There’s no collection of data that can point to the origin of our mystery systems, though it is evident that the continent of ancient Africa even before our recorded history so far, was the womb of the rituals of symbolic language that birthed the Khemetic mystery systems – Hebrew doctrine – Christianity and Islam and influenced the Classical Greco-Roman era, thus, it was not by error that the doctrine we now call Christianity found its root there. Easter embodies the epic of the death of the Christ, but even more, the concept of redemption, this is what our secular laws are based upon.
Decrees and mystery philosophies that uphold the building of the human spirit along principles that make us better people are all we have to separate us from destroying each other. We humans do not have the disciplined instincts of the animal kingdom, possibly because, when we were cast out of the sphere of Eden, they remained in its bliss; they kill when they are hungry, attack in defence of their young, and with humans, show loyalty reciprocal to our understanding of their needs.
What makes the Easter event different is that it belongs to a group of reports of saviours among nations in the ancient world, which brought hope and promise to populations with a dogma of self exploring and the examination of current creeds and customs and the upward movement of rehabilitation towards a better existence.
Though the story and existence of The New Testament is still debated because of the lack of the irrefutable documentation, especially by the Roman colonisers of ancient Jerusalem, about the trial and existence of Christ, though there are more references to the conflicts of the Zealots, the Essenes against Roman forces. But the narratives of the apostles do reach out with a philosophy of incredible revolutionary doctrine, intent on redeeming what this branch of the Hebrew people had fossilised into, of rites, rituals and creeds through their priesthood and not entirely serving to uplift their population. It was as if the Christ
(referred to as Maa Kheru –Truth speaker in the khemetic –Egyptian- religion) had come to undo the fixations on being the chosen people, with divine entitlement that possessed the Israelites in the lands they had, and still dwelt in. Regardless of the disputes about the authenticity of the New Testament, and its possible interferences, it brings to our world, the profound reasoning of terms like ‘Blessed’ that has become a form of password today, but in the scriptures used in this singular context as “Blessed is the man that walketh not in the counsel of the ungodly, nor standeth in the way of sinners, nor sitteth in the seat of the scornful.” Possibly the only place in the scriptures, that the term ‘Blessed’ is used. How do we compete with “He who is without sin cast the first stone,” as a deterrent to gossip-mongering assumptions based on feelings so prevalent in our sciety. And the reference to the ‘servants and their usage of talents given by their master’ and possibly the most
profound lesson on responsibility, through understanding that “The kingdom of God cometh not with observation: Neither shall they say, lo here! or, lo there! For behold, the kingdom of God is within you.” The Gospels constitute an essential pool of knowledge that can be translated into day-to-day approaches to living without pretentions of self-righteousness, no doubt coming from influences across ages.

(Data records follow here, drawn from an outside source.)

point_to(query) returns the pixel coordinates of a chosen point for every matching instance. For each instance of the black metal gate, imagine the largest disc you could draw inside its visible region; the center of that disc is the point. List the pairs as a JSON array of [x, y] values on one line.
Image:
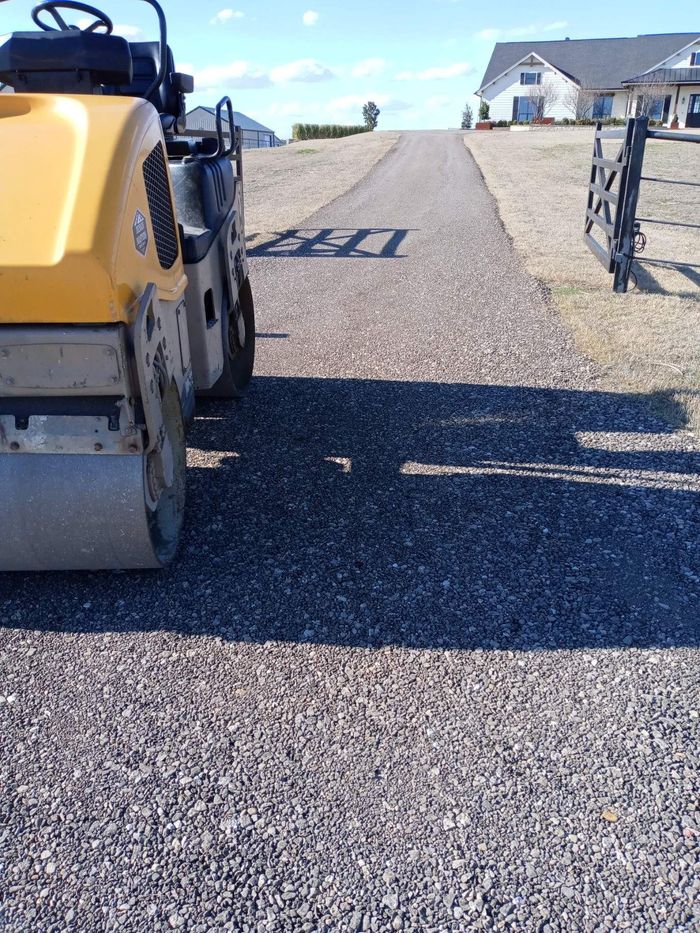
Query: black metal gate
[[613, 192]]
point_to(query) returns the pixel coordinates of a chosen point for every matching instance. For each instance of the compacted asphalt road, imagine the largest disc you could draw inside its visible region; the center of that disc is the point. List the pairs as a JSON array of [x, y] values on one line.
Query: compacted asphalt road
[[427, 659]]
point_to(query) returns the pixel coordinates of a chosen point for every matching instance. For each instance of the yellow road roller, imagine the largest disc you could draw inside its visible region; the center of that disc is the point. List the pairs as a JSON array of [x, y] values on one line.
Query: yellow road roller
[[124, 291]]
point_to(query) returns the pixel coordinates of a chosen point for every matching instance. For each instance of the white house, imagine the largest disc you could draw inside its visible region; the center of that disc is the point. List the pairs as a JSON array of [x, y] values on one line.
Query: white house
[[656, 74]]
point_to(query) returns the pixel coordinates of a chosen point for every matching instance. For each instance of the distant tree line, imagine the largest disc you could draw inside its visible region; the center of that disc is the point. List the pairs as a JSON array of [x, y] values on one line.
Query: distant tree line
[[326, 130]]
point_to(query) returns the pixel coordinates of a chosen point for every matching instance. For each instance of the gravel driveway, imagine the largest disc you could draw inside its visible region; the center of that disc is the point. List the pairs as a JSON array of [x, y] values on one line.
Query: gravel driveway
[[428, 658]]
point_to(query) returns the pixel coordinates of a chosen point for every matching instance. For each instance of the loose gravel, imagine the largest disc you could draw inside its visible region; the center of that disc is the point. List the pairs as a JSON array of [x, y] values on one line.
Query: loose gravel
[[428, 657]]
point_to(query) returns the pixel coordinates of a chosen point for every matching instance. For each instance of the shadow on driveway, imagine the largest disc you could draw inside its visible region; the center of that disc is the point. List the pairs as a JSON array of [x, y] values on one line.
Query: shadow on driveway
[[330, 243], [371, 514]]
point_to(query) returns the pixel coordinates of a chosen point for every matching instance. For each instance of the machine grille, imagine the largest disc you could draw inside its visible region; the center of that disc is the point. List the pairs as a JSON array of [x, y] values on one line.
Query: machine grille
[[155, 176]]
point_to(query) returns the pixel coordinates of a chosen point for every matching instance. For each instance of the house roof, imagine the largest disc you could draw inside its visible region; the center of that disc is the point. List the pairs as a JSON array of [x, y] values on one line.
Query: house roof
[[596, 63], [239, 119]]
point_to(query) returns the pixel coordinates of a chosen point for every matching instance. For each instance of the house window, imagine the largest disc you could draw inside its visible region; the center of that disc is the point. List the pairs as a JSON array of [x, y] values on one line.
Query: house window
[[524, 109], [602, 106], [658, 108]]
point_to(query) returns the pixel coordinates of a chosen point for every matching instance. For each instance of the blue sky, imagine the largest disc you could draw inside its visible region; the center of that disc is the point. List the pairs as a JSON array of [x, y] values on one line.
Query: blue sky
[[320, 60]]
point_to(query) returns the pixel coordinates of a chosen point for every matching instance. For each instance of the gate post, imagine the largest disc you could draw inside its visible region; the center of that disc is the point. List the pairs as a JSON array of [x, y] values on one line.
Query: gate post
[[628, 204]]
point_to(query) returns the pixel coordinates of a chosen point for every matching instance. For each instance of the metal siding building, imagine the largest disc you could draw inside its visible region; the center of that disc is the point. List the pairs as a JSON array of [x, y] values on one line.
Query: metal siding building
[[255, 135]]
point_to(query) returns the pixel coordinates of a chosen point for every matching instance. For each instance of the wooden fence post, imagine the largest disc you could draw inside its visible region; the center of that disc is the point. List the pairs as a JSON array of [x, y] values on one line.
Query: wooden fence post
[[628, 205]]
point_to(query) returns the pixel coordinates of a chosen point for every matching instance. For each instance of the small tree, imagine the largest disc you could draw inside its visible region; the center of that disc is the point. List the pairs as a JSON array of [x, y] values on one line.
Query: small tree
[[544, 96], [651, 97], [370, 114]]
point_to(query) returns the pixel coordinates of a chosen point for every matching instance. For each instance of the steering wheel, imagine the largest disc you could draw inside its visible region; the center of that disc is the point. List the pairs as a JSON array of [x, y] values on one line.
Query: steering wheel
[[53, 6]]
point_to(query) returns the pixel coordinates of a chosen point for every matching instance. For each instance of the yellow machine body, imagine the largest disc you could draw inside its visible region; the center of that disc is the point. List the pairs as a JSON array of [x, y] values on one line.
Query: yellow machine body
[[73, 204]]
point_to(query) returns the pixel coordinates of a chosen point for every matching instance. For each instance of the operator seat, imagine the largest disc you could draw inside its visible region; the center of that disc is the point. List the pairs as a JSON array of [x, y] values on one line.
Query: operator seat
[[169, 98], [64, 62]]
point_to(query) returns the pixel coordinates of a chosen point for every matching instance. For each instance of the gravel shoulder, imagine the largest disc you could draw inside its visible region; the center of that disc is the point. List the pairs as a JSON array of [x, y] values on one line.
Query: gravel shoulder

Our modern day relationship in many aspects is the rites and ritual traditional template that the Christ fought a battle for minds and souls against the masquerade of commerce in the temple, and in the busing language of the day called the runnings ‘Pastors, Bishops and Popes’’ of that day “a generation of vipers.” This Easter, for those citizens who will be attending Church, when you have spare time, read the scriptures as you would a novel, digest and interpret the events, not as a church reading by the pastor, but as an engagement with your own mind and spirit.
My father used to say “treat your body as a temple and the gods will bless you”. He didn’t hear his own words, but I found that relevant message years ago in a reference to defilement, and have struggled to keep the temple secure, despite a fall to temptation here and there,
I concede that the flesh is weak, now and again.

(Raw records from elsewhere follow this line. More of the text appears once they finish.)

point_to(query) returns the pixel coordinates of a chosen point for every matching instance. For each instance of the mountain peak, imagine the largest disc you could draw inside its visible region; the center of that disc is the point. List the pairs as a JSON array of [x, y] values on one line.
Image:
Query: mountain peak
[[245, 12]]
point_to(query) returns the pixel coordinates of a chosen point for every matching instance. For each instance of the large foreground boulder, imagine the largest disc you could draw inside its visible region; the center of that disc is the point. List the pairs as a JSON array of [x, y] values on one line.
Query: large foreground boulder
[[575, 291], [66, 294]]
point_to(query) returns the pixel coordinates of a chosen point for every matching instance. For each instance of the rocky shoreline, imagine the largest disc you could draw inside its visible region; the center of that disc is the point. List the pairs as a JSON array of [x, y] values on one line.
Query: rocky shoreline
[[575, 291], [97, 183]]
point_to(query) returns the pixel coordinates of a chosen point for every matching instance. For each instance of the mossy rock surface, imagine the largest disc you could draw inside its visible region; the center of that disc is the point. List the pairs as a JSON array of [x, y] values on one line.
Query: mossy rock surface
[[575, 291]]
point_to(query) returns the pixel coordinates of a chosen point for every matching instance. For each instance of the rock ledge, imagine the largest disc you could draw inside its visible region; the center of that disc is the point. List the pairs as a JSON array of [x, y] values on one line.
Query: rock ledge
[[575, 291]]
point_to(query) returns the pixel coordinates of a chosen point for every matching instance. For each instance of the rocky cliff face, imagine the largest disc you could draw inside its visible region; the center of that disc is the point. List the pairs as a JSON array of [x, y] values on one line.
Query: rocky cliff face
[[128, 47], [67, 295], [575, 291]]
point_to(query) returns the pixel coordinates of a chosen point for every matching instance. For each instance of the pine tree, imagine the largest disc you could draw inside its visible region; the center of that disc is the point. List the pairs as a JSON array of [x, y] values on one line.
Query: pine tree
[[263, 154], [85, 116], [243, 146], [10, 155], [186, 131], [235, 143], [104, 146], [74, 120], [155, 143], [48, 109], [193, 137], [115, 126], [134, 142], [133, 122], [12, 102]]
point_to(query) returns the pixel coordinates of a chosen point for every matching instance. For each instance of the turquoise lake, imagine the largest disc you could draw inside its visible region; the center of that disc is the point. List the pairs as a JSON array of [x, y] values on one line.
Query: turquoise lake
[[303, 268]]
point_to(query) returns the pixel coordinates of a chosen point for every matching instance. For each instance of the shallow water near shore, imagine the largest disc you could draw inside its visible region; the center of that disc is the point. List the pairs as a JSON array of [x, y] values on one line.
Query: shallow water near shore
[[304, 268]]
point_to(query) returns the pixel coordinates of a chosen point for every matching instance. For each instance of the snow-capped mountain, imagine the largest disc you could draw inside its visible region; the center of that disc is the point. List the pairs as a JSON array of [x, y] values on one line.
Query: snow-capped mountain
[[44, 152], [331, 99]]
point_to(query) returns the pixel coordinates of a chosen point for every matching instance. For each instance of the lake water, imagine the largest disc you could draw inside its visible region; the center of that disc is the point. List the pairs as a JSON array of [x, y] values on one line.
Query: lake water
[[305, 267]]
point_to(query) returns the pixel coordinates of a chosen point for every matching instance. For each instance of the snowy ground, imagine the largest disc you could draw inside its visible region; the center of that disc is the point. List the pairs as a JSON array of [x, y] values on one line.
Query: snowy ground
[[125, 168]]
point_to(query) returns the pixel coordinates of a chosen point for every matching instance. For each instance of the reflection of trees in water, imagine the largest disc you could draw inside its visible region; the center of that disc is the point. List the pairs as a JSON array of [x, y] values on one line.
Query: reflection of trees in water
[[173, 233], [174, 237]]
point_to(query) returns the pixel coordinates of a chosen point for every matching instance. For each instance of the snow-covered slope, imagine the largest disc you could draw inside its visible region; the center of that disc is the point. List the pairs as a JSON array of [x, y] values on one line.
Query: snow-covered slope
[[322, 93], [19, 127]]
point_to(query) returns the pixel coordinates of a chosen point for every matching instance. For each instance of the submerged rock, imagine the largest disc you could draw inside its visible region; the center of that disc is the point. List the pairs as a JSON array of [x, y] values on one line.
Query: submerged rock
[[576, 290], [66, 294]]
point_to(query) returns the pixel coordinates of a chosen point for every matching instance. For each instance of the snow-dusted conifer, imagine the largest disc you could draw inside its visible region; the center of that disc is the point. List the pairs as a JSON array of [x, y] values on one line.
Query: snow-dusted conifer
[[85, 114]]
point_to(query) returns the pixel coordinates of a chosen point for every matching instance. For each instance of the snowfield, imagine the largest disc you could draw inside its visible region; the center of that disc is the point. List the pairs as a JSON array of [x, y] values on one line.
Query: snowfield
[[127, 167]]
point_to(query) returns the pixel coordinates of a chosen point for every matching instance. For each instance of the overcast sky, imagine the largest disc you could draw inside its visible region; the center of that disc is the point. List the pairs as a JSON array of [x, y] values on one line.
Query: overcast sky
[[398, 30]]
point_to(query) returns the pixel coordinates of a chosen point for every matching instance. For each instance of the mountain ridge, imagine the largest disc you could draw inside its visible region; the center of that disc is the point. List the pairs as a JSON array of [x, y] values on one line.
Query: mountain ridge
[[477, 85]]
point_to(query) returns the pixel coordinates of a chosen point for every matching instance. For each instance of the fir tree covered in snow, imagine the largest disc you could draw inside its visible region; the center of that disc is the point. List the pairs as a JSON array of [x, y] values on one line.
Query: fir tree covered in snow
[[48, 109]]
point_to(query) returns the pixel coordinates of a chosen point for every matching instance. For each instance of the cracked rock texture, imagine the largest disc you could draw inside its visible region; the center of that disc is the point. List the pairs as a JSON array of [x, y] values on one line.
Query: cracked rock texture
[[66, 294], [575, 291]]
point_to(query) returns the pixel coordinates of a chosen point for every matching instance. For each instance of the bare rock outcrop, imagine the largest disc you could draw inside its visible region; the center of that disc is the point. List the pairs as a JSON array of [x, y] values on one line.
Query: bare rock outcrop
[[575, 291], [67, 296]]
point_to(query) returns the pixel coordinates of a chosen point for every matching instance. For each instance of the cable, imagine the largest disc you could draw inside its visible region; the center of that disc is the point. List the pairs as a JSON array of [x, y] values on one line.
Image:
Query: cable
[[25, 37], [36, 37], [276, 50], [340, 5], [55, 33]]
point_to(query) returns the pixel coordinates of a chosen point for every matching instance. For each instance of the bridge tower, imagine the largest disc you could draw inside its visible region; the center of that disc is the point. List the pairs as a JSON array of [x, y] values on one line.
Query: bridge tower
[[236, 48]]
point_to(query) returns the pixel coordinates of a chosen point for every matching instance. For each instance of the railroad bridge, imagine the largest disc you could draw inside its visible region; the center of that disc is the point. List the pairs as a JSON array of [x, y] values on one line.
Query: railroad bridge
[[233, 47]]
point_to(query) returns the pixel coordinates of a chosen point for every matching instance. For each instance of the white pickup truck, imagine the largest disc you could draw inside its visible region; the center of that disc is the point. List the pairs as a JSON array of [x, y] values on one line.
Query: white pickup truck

Religion is meant to be the personal awareness of knowledge, its simplicity and practice. In Guyana today an effort of redemption to return this nation to sanity and collective responsibility is intended. This is tougher to do with the gift of deception that humans have nurtured over the ages. Treachery is the moon-child of callous ambition, political abuse and lies, insane obsessions with wealth, deceit by media writers, and people with corruption and murder ingrained in their nature.
We must see Easter as a metaphor of national redemption; that “we must do unto others as we would wish them to do onto us.” Strength people, resurrection begins with you and me, learn from the experience of others. Don’t reinvent misery. Happy Easter!